Élections. La gauche réalise le grand chelem
La gauche a réalisé le grand chelem hier soir à Quimper. Elle a remporté la mairie et les trois cantons. Des résultats sans appel, face à une droite passablement désunie et meurtrie.
Pas l’ombre d’un doute à l’occasion d’une triangulaire de second tour marquée par une participation stagnante (66,2 %), par rapport au 1 e r tour de dimanche dernier (65,5 %). Soit 311 votants supplémentaires. Avec 55,7 % des suffrages exprimés, la liste de la gauche rassemblée derrière le socialiste Bernard Poignant et le Vert Daniel Le Bigot a largement survolé le scrutin municipal hier à Quimper.
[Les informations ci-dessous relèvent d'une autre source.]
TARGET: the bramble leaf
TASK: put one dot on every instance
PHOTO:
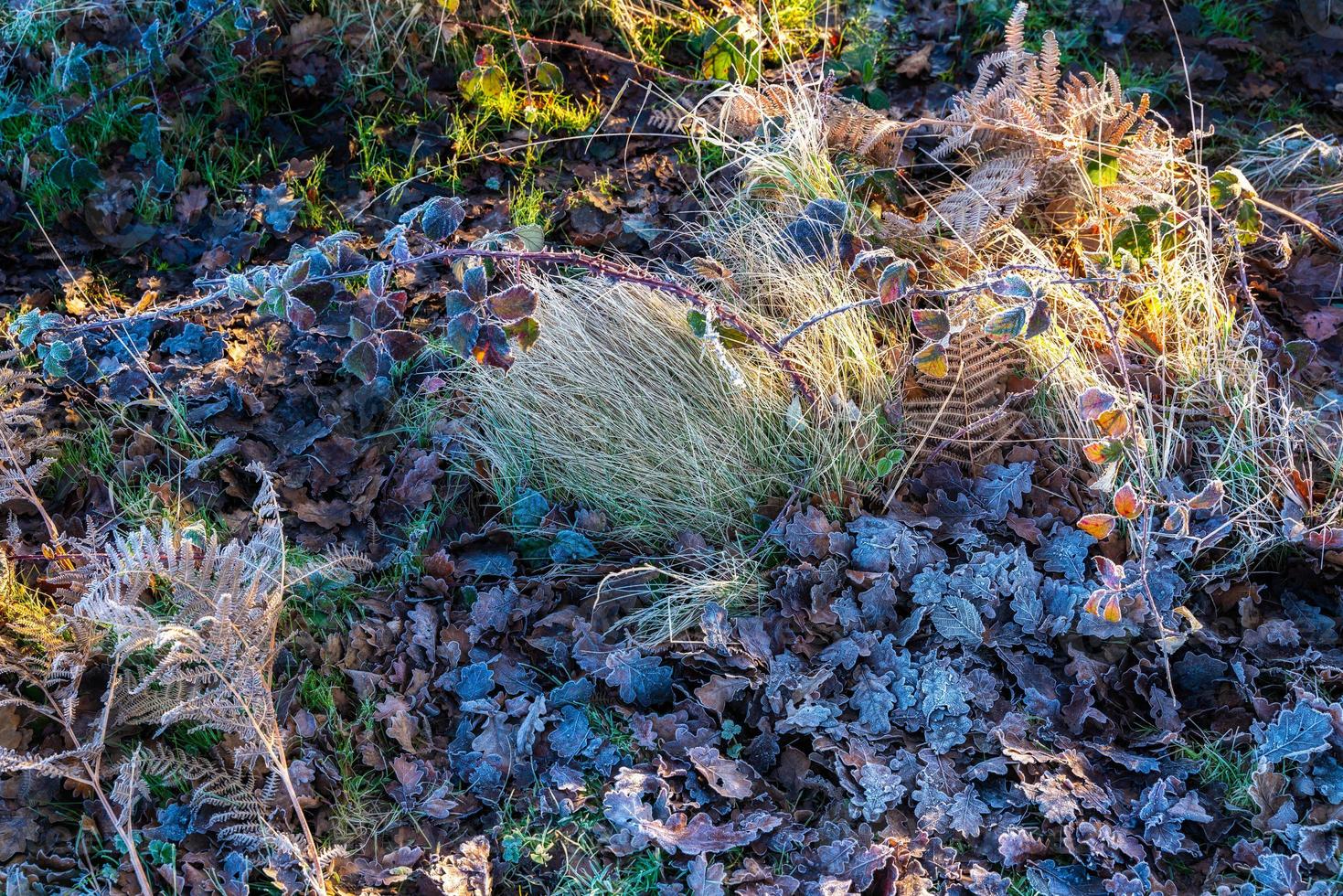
(1007, 325)
(933, 324)
(931, 360)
Elle devance ainsi de 23,6 points la liste de droite (UMP-Nouveau centre,etc.) conduite par Marcelle Ramonet (32,1 %) et de 43,5 points la liste centriste emmenée par Isabelle Le Bal (MoDem, 12,2 %). 38 sièges sur 49 En progressant de près de vingt points (+ 5.432 voix) par rapport au 1er tour, l’équipe du futur maire Bernard Poignant n’a pas tout à fait accompli le plein des voix de gauche et d’extrême gauche du 1 e r tour (59,3 %).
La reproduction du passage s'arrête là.